How to Hang Heavy Objects on Walls

Video Transcript

Video Transcript

Ron:
You know, I was just looking over some of my emails, and the question that I seem to get a lot from folks is how do I hang heavy objects on the walls of my house without worrying that they’re going to fall down?

Well, there are five different pieces of hardware that are used very often for this.  I’d like to show them all to you, then go over the advantages to each. 

Now, pretty much everything that I’m going to be talking about right now is designed to go into this type of wall material.  This is wall board, and if your house was built or remodeled since about 1950, this is what the walls are made of.

So, here are the five things that I want to show you , starting with these picture hangers that use very small nails, then moving on to the plastic anchors with screws, and from there to the screw anchors, also using screws, and then these hollow wall fasteners also known as Molly bolts.  And finally, over here are the big guys, the ones that can handle almost any hanging job, the toggle bolts.

So what I’ve done is set up a couple of demonstration walls.  Let’s go over there and I’ll show you how to use each one of these.

Let’s start with these picture hangers, which are ideal for small, medium, even large size pictures.  As a matter of fact, you would be amazed at how much weight a little hanger like that can actually support.  I’m going to show you.

Okay, we’ll just drive this in.

What I have here is a twenty-five pound barbell, we’re going to hang this over the hook.

Now this guy here, with the two nails, is rated for fifty pounds.  Okay.  Now, I don’t advocate pushing these hangers to the limit like this.  But I just wanted to show you that these are really a lot stronger than they look.

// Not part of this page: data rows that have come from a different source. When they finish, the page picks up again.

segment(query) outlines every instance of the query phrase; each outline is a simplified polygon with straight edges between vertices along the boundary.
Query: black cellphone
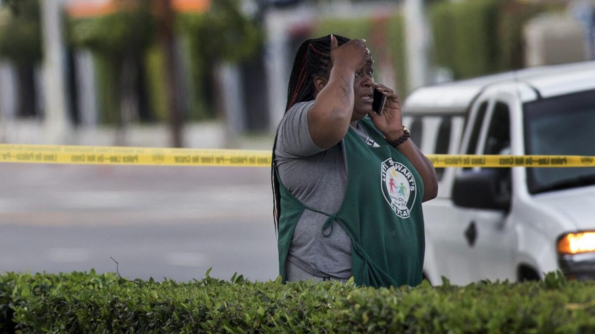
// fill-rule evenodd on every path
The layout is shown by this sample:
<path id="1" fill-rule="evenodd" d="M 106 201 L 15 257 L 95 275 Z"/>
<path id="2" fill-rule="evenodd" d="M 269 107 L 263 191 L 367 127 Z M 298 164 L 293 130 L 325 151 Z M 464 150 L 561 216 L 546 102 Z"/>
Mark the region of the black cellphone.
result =
<path id="1" fill-rule="evenodd" d="M 378 92 L 378 90 L 374 90 L 374 96 L 372 100 L 372 111 L 377 115 L 382 115 L 382 111 L 384 109 L 384 103 L 386 102 L 386 96 Z"/>

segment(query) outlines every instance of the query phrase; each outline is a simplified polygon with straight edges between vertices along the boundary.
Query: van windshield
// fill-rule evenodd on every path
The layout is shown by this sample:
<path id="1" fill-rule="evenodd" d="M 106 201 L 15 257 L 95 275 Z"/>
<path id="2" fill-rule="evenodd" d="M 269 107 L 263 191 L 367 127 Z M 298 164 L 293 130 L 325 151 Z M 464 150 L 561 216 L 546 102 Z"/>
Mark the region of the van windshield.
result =
<path id="1" fill-rule="evenodd" d="M 595 156 L 595 90 L 525 103 L 527 155 Z M 595 184 L 595 167 L 527 168 L 532 194 Z"/>

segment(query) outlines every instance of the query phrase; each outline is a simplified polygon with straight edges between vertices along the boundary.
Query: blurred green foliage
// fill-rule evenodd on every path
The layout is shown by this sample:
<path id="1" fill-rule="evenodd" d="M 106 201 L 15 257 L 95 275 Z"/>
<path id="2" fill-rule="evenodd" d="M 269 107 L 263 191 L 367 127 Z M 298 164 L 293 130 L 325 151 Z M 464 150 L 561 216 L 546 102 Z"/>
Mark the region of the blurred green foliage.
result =
<path id="1" fill-rule="evenodd" d="M 0 332 L 592 333 L 595 282 L 358 288 L 209 276 L 187 283 L 114 273 L 0 276 Z"/>
<path id="2" fill-rule="evenodd" d="M 2 2 L 0 9 L 0 57 L 17 65 L 41 61 L 43 57 L 37 0 Z"/>
<path id="3" fill-rule="evenodd" d="M 137 10 L 122 10 L 94 18 L 70 20 L 69 40 L 75 48 L 92 50 L 96 59 L 102 119 L 112 124 L 119 112 L 118 83 L 123 57 L 134 53 L 146 74 L 145 85 L 152 119 L 167 118 L 167 69 L 164 52 L 158 42 L 156 18 L 149 10 L 151 0 L 141 0 Z M 204 13 L 178 14 L 176 28 L 178 61 L 188 59 L 182 68 L 189 87 L 184 103 L 187 118 L 201 120 L 216 116 L 209 85 L 212 70 L 223 62 L 238 62 L 252 56 L 262 43 L 258 24 L 242 12 L 237 0 L 213 1 Z M 104 73 L 105 72 L 105 73 Z"/>
<path id="4" fill-rule="evenodd" d="M 148 47 L 154 40 L 155 20 L 150 0 L 140 0 L 135 10 L 71 20 L 67 31 L 73 46 L 117 58 L 127 50 Z"/>
<path id="5" fill-rule="evenodd" d="M 247 17 L 238 0 L 212 1 L 206 13 L 178 14 L 178 31 L 190 59 L 190 94 L 196 99 L 190 111 L 193 120 L 216 116 L 210 87 L 214 67 L 221 62 L 240 62 L 255 55 L 264 42 L 258 23 Z"/>
<path id="6" fill-rule="evenodd" d="M 392 65 L 392 75 L 397 85 L 392 88 L 399 96 L 405 96 L 408 89 L 407 62 L 404 18 L 400 11 L 374 17 L 322 18 L 315 24 L 311 35 L 315 38 L 331 33 L 366 40 L 375 61 L 374 75 L 377 80 L 383 74 L 378 61 L 383 57 L 388 58 L 383 60 Z"/>
<path id="7" fill-rule="evenodd" d="M 455 79 L 522 68 L 523 26 L 561 6 L 521 0 L 434 1 L 428 8 L 434 62 L 452 71 Z"/>

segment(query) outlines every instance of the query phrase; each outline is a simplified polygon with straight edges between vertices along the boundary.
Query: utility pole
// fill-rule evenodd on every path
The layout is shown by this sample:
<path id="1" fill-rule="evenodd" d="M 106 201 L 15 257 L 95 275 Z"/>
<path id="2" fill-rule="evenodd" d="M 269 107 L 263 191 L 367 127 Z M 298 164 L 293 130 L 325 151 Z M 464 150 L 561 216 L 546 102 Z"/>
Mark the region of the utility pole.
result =
<path id="1" fill-rule="evenodd" d="M 174 10 L 171 0 L 156 0 L 157 12 L 159 13 L 158 34 L 159 42 L 165 55 L 165 67 L 167 77 L 167 107 L 171 145 L 181 147 L 183 145 L 182 126 L 183 118 L 180 110 L 178 94 L 179 81 L 176 78 L 176 50 L 174 36 Z"/>
<path id="2" fill-rule="evenodd" d="M 65 51 L 62 39 L 61 0 L 42 0 L 42 43 L 43 45 L 44 121 L 46 142 L 64 144 L 71 134 L 66 99 Z"/>

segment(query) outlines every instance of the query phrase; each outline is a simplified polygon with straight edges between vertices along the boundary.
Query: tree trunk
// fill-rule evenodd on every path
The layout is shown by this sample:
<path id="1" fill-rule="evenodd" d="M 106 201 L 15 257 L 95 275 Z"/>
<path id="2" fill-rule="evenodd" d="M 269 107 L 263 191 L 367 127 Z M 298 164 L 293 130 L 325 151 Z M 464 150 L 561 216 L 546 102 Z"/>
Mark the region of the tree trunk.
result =
<path id="1" fill-rule="evenodd" d="M 166 91 L 168 116 L 171 133 L 171 146 L 181 147 L 182 116 L 178 101 L 179 81 L 176 78 L 176 45 L 174 36 L 174 12 L 171 0 L 157 0 L 157 12 L 160 13 L 159 20 L 159 37 L 161 48 L 165 56 L 165 68 L 167 71 L 167 90 Z"/>
<path id="2" fill-rule="evenodd" d="M 21 65 L 17 68 L 17 114 L 21 117 L 33 117 L 35 114 L 35 81 L 33 66 Z"/>

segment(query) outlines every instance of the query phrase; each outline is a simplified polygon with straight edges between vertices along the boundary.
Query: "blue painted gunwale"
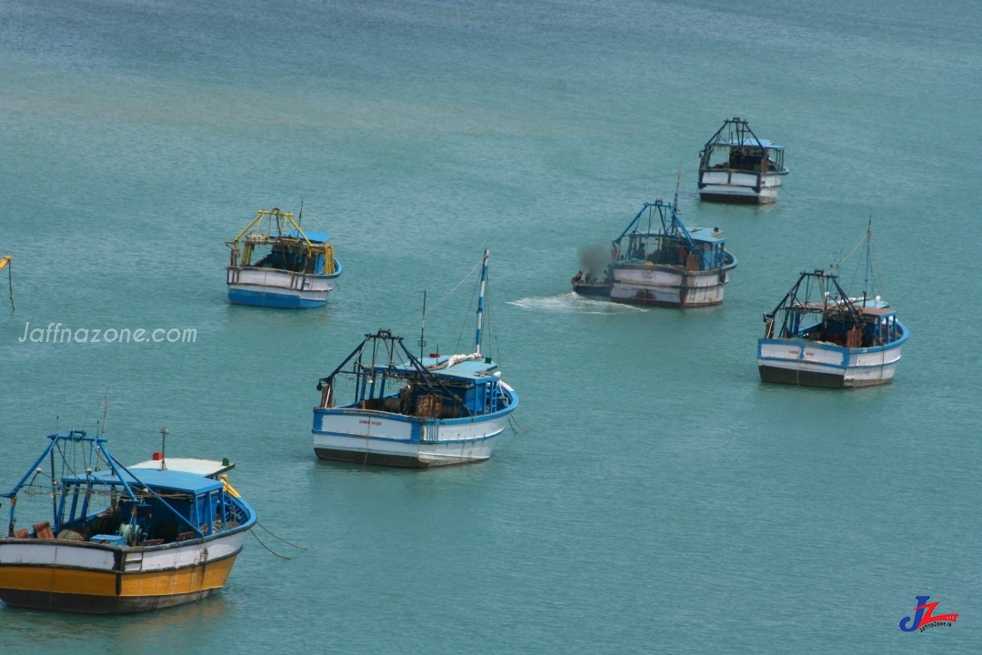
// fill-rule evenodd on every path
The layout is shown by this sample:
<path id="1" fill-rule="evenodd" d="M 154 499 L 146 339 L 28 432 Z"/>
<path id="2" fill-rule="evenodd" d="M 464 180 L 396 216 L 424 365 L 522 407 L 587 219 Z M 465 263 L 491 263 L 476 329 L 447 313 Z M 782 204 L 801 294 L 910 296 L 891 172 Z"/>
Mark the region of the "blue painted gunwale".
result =
<path id="1" fill-rule="evenodd" d="M 843 361 L 842 361 L 842 363 L 833 364 L 833 363 L 829 363 L 829 362 L 826 362 L 826 361 L 812 361 L 812 362 L 809 362 L 809 363 L 817 365 L 817 366 L 828 366 L 830 368 L 841 368 L 843 370 L 846 370 L 846 368 L 876 368 L 878 366 L 883 366 L 885 364 L 882 364 L 882 363 L 879 363 L 879 364 L 853 364 L 853 365 L 850 366 L 849 363 L 848 363 L 848 361 L 849 361 L 849 355 L 867 355 L 867 354 L 870 354 L 870 353 L 873 353 L 873 354 L 875 354 L 875 353 L 885 353 L 887 351 L 892 351 L 894 349 L 897 349 L 897 348 L 900 348 L 900 346 L 902 346 L 903 342 L 905 342 L 907 340 L 907 337 L 909 337 L 910 334 L 907 332 L 907 328 L 906 328 L 906 326 L 903 323 L 901 323 L 900 321 L 896 320 L 896 319 L 895 319 L 895 321 L 896 321 L 897 325 L 902 331 L 902 334 L 900 335 L 900 337 L 899 339 L 897 339 L 895 341 L 892 341 L 889 344 L 885 344 L 883 346 L 870 346 L 868 348 L 846 348 L 845 346 L 837 346 L 836 344 L 827 344 L 827 343 L 823 343 L 823 342 L 815 342 L 815 341 L 811 341 L 811 340 L 808 340 L 808 339 L 802 339 L 801 337 L 795 337 L 793 339 L 758 339 L 757 340 L 757 358 L 761 359 L 761 360 L 764 360 L 764 361 L 784 361 L 784 362 L 791 361 L 791 359 L 788 359 L 787 357 L 765 357 L 765 356 L 763 356 L 761 355 L 761 351 L 762 351 L 761 347 L 764 346 L 765 344 L 768 344 L 768 345 L 777 345 L 777 346 L 786 345 L 786 344 L 792 344 L 792 345 L 795 345 L 795 346 L 801 346 L 802 347 L 802 353 L 804 352 L 803 348 L 805 348 L 805 347 L 807 347 L 807 348 L 816 348 L 816 349 L 823 350 L 823 351 L 833 351 L 833 352 L 837 352 L 837 353 L 842 353 L 842 355 L 843 355 Z M 805 361 L 805 360 L 802 359 L 799 356 L 798 357 L 798 361 Z M 891 362 L 891 363 L 896 363 L 896 362 Z"/>
<path id="2" fill-rule="evenodd" d="M 382 418 L 386 418 L 388 420 L 397 420 L 397 421 L 402 421 L 404 423 L 411 423 L 412 431 L 410 432 L 410 436 L 409 439 L 393 439 L 391 437 L 381 437 L 375 435 L 370 435 L 368 438 L 377 441 L 392 441 L 404 444 L 418 444 L 422 443 L 420 440 L 420 436 L 422 434 L 422 426 L 426 424 L 429 425 L 438 424 L 440 426 L 445 426 L 445 425 L 454 426 L 454 425 L 468 425 L 473 423 L 485 423 L 494 420 L 496 418 L 500 418 L 501 416 L 507 416 L 508 414 L 512 413 L 518 407 L 518 394 L 517 394 L 515 391 L 510 391 L 508 389 L 505 389 L 505 387 L 501 387 L 501 391 L 502 393 L 507 394 L 508 397 L 511 399 L 511 402 L 509 403 L 508 407 L 505 408 L 504 409 L 499 409 L 498 411 L 494 411 L 488 414 L 480 414 L 479 416 L 475 416 L 473 418 L 471 418 L 470 416 L 465 416 L 464 418 L 424 418 L 422 416 L 408 416 L 406 414 L 390 413 L 388 411 L 379 411 L 377 409 L 359 409 L 357 407 L 352 404 L 332 409 L 315 408 L 313 410 L 315 416 L 314 420 L 315 421 L 317 420 L 316 418 L 317 415 L 349 414 L 349 415 L 358 415 L 358 416 L 379 416 Z M 398 394 L 391 394 L 386 398 L 398 398 Z M 321 420 L 321 425 L 323 425 L 323 420 Z M 329 434 L 341 437 L 352 437 L 355 439 L 365 438 L 364 435 L 352 434 L 349 432 L 334 432 L 332 430 L 311 429 L 310 432 L 312 434 Z M 492 435 L 487 435 L 483 437 L 473 437 L 471 439 L 446 439 L 446 440 L 441 439 L 439 443 L 453 444 L 462 442 L 483 441 L 486 439 L 492 439 L 494 437 L 497 437 L 499 434 L 501 434 L 501 431 L 495 432 Z"/>

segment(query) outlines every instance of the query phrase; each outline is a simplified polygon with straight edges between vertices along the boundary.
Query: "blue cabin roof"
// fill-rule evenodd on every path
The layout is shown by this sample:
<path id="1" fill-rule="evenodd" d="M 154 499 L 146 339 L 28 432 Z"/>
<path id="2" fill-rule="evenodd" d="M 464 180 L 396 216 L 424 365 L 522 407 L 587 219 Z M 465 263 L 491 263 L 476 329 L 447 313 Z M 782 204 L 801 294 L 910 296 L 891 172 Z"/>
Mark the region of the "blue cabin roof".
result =
<path id="1" fill-rule="evenodd" d="M 136 484 L 136 480 L 133 475 L 126 474 L 127 484 Z M 224 487 L 221 482 L 207 477 L 186 473 L 180 470 L 158 470 L 156 468 L 140 468 L 137 473 L 139 481 L 154 489 L 167 489 L 168 491 L 179 491 L 188 494 L 206 494 L 209 491 L 217 491 Z M 92 477 L 104 484 L 120 484 L 120 479 L 111 470 L 100 470 L 92 473 Z M 66 482 L 76 482 L 84 484 L 84 477 L 65 478 Z"/>
<path id="2" fill-rule="evenodd" d="M 422 362 L 423 366 L 429 368 L 430 366 L 445 363 L 450 359 L 450 357 L 451 355 L 442 355 L 438 357 L 423 357 L 420 359 L 420 362 Z M 388 367 L 376 366 L 375 368 L 376 370 L 385 370 Z M 405 364 L 403 366 L 397 366 L 396 368 L 408 373 L 411 373 L 415 370 L 411 364 Z M 468 361 L 460 361 L 453 366 L 431 370 L 429 372 L 437 377 L 449 378 L 451 380 L 461 380 L 462 382 L 479 382 L 495 377 L 494 373 L 497 370 L 498 364 L 493 361 L 486 362 L 484 359 L 472 359 Z"/>
<path id="3" fill-rule="evenodd" d="M 685 230 L 688 231 L 688 235 L 692 238 L 692 241 L 701 244 L 726 244 L 727 240 L 723 237 L 714 237 L 713 233 L 715 230 L 710 230 L 708 228 L 691 228 L 685 226 Z M 637 234 L 642 237 L 657 237 L 662 234 L 661 230 L 658 232 L 638 232 Z"/>
<path id="4" fill-rule="evenodd" d="M 763 145 L 765 148 L 774 148 L 775 150 L 784 150 L 785 149 L 784 145 L 778 145 L 774 141 L 769 141 L 766 138 L 761 138 L 759 140 L 760 140 L 760 145 Z M 744 138 L 742 141 L 739 140 L 739 139 L 735 138 L 734 140 L 730 141 L 729 143 L 726 143 L 726 145 L 729 145 L 731 147 L 736 146 L 736 145 L 747 145 L 747 146 L 750 146 L 750 147 L 757 147 L 757 141 L 754 140 L 754 139 L 752 139 L 752 138 L 749 138 L 749 137 Z"/>
<path id="5" fill-rule="evenodd" d="M 307 232 L 306 230 L 304 230 L 303 234 L 306 235 L 307 241 L 309 241 L 311 244 L 323 244 L 324 242 L 326 242 L 328 239 L 331 238 L 331 235 L 327 234 L 326 232 Z M 294 237 L 295 239 L 302 239 L 302 237 L 300 237 L 300 233 L 299 233 L 297 230 L 284 232 L 283 236 Z"/>

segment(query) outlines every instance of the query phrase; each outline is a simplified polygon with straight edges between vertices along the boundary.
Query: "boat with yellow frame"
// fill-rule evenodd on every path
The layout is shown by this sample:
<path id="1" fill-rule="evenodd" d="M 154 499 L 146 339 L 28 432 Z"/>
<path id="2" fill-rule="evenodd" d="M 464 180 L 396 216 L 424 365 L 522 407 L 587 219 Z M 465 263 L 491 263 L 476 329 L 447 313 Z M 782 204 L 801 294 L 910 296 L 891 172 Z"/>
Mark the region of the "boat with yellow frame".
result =
<path id="1" fill-rule="evenodd" d="M 222 589 L 256 522 L 222 475 L 228 462 L 214 463 L 213 476 L 200 474 L 202 461 L 168 468 L 162 454 L 127 468 L 104 437 L 72 430 L 48 439 L 20 482 L 0 494 L 10 504 L 0 538 L 0 600 L 113 614 L 181 605 Z M 19 497 L 44 505 L 50 497 L 52 520 L 18 529 Z"/>
<path id="2" fill-rule="evenodd" d="M 300 210 L 302 215 L 302 209 Z M 319 307 L 341 275 L 330 235 L 304 232 L 300 219 L 279 207 L 260 209 L 230 242 L 226 266 L 229 300 L 236 304 L 297 309 Z"/>

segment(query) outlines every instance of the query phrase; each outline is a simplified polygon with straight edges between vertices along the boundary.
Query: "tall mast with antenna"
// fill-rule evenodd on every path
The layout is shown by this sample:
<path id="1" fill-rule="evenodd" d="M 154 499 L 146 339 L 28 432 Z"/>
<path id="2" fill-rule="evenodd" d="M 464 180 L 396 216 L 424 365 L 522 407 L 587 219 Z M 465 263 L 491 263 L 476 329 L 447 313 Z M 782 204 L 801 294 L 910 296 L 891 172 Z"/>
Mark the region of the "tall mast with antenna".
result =
<path id="1" fill-rule="evenodd" d="M 679 185 L 682 184 L 682 169 L 679 169 L 679 174 L 676 176 L 676 196 L 672 201 L 672 206 L 675 207 L 676 213 L 679 213 Z"/>
<path id="2" fill-rule="evenodd" d="M 423 290 L 423 325 L 419 329 L 419 358 L 423 358 L 423 348 L 426 346 L 426 290 Z"/>
<path id="3" fill-rule="evenodd" d="M 866 225 L 866 279 L 862 288 L 862 304 L 866 306 L 866 299 L 870 296 L 869 279 L 873 276 L 873 252 L 871 237 L 873 234 L 873 212 L 869 213 L 869 223 Z"/>
<path id="4" fill-rule="evenodd" d="M 484 250 L 484 265 L 481 267 L 481 295 L 477 299 L 477 334 L 474 335 L 474 353 L 481 354 L 481 323 L 484 320 L 484 288 L 488 279 L 488 250 Z"/>

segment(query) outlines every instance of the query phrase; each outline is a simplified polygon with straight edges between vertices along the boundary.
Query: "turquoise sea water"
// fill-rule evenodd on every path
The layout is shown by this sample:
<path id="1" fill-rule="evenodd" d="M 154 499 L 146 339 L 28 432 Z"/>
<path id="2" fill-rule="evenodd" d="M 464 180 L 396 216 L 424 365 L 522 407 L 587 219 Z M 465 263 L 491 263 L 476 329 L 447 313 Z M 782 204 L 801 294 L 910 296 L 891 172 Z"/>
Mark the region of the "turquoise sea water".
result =
<path id="1" fill-rule="evenodd" d="M 971 2 L 0 2 L 0 486 L 108 395 L 119 459 L 167 426 L 310 547 L 250 539 L 220 596 L 149 615 L 0 607 L 0 651 L 977 652 L 980 29 Z M 697 199 L 732 116 L 788 147 L 775 206 Z M 739 260 L 725 303 L 573 298 L 578 250 L 680 167 L 686 222 Z M 223 242 L 301 198 L 340 290 L 230 306 Z M 760 384 L 761 313 L 871 212 L 896 382 Z M 531 432 L 471 466 L 317 462 L 316 379 L 482 247 Z M 470 291 L 430 345 L 466 349 Z M 958 621 L 901 632 L 915 595 Z"/>

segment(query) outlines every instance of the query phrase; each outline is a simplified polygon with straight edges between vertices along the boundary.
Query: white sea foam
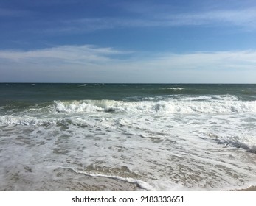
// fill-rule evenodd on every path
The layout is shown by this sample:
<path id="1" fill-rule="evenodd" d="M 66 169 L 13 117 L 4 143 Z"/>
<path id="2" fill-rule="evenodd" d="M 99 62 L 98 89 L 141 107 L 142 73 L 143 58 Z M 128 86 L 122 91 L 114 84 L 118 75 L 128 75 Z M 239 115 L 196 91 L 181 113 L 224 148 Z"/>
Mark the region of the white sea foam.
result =
<path id="1" fill-rule="evenodd" d="M 256 182 L 255 101 L 208 95 L 47 105 L 0 116 L 0 177 L 11 185 L 13 175 L 40 182 L 41 175 L 52 178 L 49 168 L 60 167 L 148 191 L 219 191 Z"/>
<path id="2" fill-rule="evenodd" d="M 210 99 L 210 97 L 185 98 L 184 99 L 170 99 L 157 102 L 123 102 L 114 100 L 58 101 L 55 102 L 55 107 L 56 111 L 66 113 L 103 111 L 170 113 L 255 113 L 256 101 L 215 100 Z"/>
<path id="3" fill-rule="evenodd" d="M 120 176 L 113 176 L 113 175 L 105 175 L 105 174 L 91 174 L 86 172 L 82 170 L 78 170 L 78 169 L 75 169 L 75 168 L 71 168 L 72 171 L 74 171 L 75 173 L 78 174 L 83 174 L 87 176 L 90 177 L 105 177 L 105 178 L 110 178 L 110 179 L 114 179 L 117 180 L 120 180 L 122 182 L 128 182 L 128 183 L 132 183 L 138 185 L 140 188 L 148 191 L 155 191 L 155 188 L 150 185 L 148 183 L 145 182 L 142 180 L 136 180 L 134 178 L 130 178 L 130 177 L 122 177 Z"/>
<path id="4" fill-rule="evenodd" d="M 164 88 L 162 90 L 173 90 L 174 91 L 177 91 L 184 90 L 184 88 Z"/>

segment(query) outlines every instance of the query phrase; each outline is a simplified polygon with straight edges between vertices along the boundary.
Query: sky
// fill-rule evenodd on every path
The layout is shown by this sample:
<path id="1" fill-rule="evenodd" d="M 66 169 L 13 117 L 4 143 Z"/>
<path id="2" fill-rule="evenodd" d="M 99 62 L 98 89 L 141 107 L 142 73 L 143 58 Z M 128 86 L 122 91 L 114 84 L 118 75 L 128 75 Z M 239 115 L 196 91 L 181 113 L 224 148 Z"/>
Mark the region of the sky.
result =
<path id="1" fill-rule="evenodd" d="M 256 83 L 255 0 L 1 0 L 0 82 Z"/>

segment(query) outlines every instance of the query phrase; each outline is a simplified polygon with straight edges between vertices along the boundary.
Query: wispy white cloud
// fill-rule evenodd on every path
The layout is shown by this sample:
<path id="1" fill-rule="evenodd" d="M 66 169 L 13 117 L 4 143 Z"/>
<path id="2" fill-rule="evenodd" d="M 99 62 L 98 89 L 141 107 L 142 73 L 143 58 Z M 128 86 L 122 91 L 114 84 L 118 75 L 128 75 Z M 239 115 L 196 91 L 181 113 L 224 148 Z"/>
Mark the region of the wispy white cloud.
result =
<path id="1" fill-rule="evenodd" d="M 55 60 L 60 63 L 102 63 L 111 60 L 114 55 L 125 54 L 127 52 L 111 48 L 98 48 L 92 45 L 60 46 L 38 50 L 0 51 L 0 59 L 14 62 Z"/>
<path id="2" fill-rule="evenodd" d="M 19 17 L 31 15 L 32 12 L 27 10 L 10 10 L 0 8 L 0 17 Z"/>
<path id="3" fill-rule="evenodd" d="M 126 58 L 119 58 L 127 54 Z M 30 78 L 30 82 L 256 83 L 256 51 L 143 57 L 111 48 L 62 46 L 27 52 L 2 50 L 0 62 L 0 82 L 19 73 L 18 79 Z"/>
<path id="4" fill-rule="evenodd" d="M 256 29 L 256 8 L 196 13 L 157 13 L 130 17 L 83 18 L 61 21 L 48 32 L 89 32 L 116 28 L 172 27 L 186 26 L 238 26 Z"/>

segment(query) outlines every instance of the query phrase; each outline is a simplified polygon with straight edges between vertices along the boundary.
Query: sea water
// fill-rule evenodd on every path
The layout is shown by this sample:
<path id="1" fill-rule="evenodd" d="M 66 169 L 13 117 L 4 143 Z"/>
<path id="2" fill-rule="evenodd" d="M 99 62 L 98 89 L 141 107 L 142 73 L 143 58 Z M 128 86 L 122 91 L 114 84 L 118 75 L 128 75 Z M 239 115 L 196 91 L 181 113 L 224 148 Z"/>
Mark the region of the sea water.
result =
<path id="1" fill-rule="evenodd" d="M 0 84 L 0 166 L 1 191 L 255 185 L 256 85 Z"/>

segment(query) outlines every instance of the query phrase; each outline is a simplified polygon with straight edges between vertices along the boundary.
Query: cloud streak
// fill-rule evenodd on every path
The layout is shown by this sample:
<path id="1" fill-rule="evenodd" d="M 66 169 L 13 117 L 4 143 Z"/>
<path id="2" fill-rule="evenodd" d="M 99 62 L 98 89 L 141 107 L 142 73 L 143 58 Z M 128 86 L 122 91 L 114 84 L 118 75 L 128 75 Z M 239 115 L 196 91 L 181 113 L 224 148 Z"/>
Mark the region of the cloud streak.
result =
<path id="1" fill-rule="evenodd" d="M 256 29 L 256 8 L 242 10 L 212 10 L 179 14 L 153 13 L 135 17 L 83 18 L 61 21 L 52 32 L 80 33 L 116 28 L 173 27 L 187 26 L 238 26 Z"/>
<path id="2" fill-rule="evenodd" d="M 120 55 L 126 56 L 120 58 Z M 253 78 L 256 77 L 256 51 L 142 57 L 140 53 L 88 45 L 0 51 L 0 81 L 7 82 L 11 75 L 20 73 L 30 77 L 30 82 L 58 82 L 61 77 L 62 82 L 195 82 L 196 79 L 199 83 L 256 83 Z"/>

A lot of accessories that you hang on your wall, like this towel bar, come packaged with these.  They’re called plastic anchors.  Let me show you how to put them in.

Select a drill bit that’s the same diameter as the plastic anchor.  Then go ahead and bore through the wall board.

(SOT: Drill)

There.  Now, we’ll just insert these plastic anchors. 

(SOT: Hammer)

With those in, we’re all set to attach whatever kind of bracket we’re going to be using.  This is for the towel bar right here, and these screws go right into those plastic sleeves.

Now what’s happening here is as I put this screw in, it’s actually cutting a thread into that plastic insert, and sort of forcing it open and jamming it in the hole here.  Now this feels pretty solid, but what I don’t like about these plastic anchors for a towel bar like this, is if you put a lot of pressure downward on this, like a child might do trying to climb up, you can rip it right out of the wall.

Now the reason those plastic anchors don’t work so well for a towel bar or say a shelving bracket like this, is that the pressure is not just down like this, but it’s also pulling out.  For a situation like that, you need an anchor that grips the wall from the back.  Something like this.  This is called a hollow wall anchor, sometimes known as a Molly bolt.

(Music Sting)

Now watch what happens when I tighten this up.  That Molly bolt is going to flare out on the back side of the wall.  Just like that.  Okay now that we’ve flared those anchors out on the back side of the wall, I’m going to reverse the drill and take the screws out.

(SOT: Drill)

Now, we just take these screws that we just took out, and put them back in through the holes of the bracket.  And that is really snug.  But, if you’ve got really heavy objects, big books, large stereo speakers, or if you’re hanging anything from the ceiling, then you’ll want to go to these.

These are called toggle bolts.  Now, when you’re drilling the holes for the toggle bolts you have to pick a bit that’s the same diameter as the folded toggle.

(SOT: Drill)

To install these, we’re going to squeeze the wings of the toggle together like that, just push them into the hole, now watch what happens on the back side as it comes through.  See, it sort of springs out like that, and then catches on the back side of the wall.  All we have to do now is tighten up those bolts.

(SOT: Drill)

Now.  You’ve got a bracket that is really strong.

Now I don’t recommend doing chinups on a bracket that’s put up with toggle bolts, but as you can see both of these types of anchors can support a lot of weight!  I’ve got almost a hundred pounds up here on this shelf.  So whether you want to hang a five pound picture, or put up a shelf that can support a hundred pounds or more, now you have the know-how to do it.

A video demonstration of how picture hangers, plastic anchors, molly and toggle bolts work.

In this video I demonstrate four different types of wall hanging devices designed for carrying heavier loads.  In addition, I've included below, a link to a fifth type called a threaded wall anchor.  One of these should work for hanging just about anything from larger pictures and heavy mirrors to shelf brackets and cabinets.  With the possible exception of the toggle bolt, all are intended for use primarily in drywall or wallboard.   With a basic understanding of the differences between these and a clearer idea of how they work, you'll be able to choose right one for whatever hanging job you're tackling.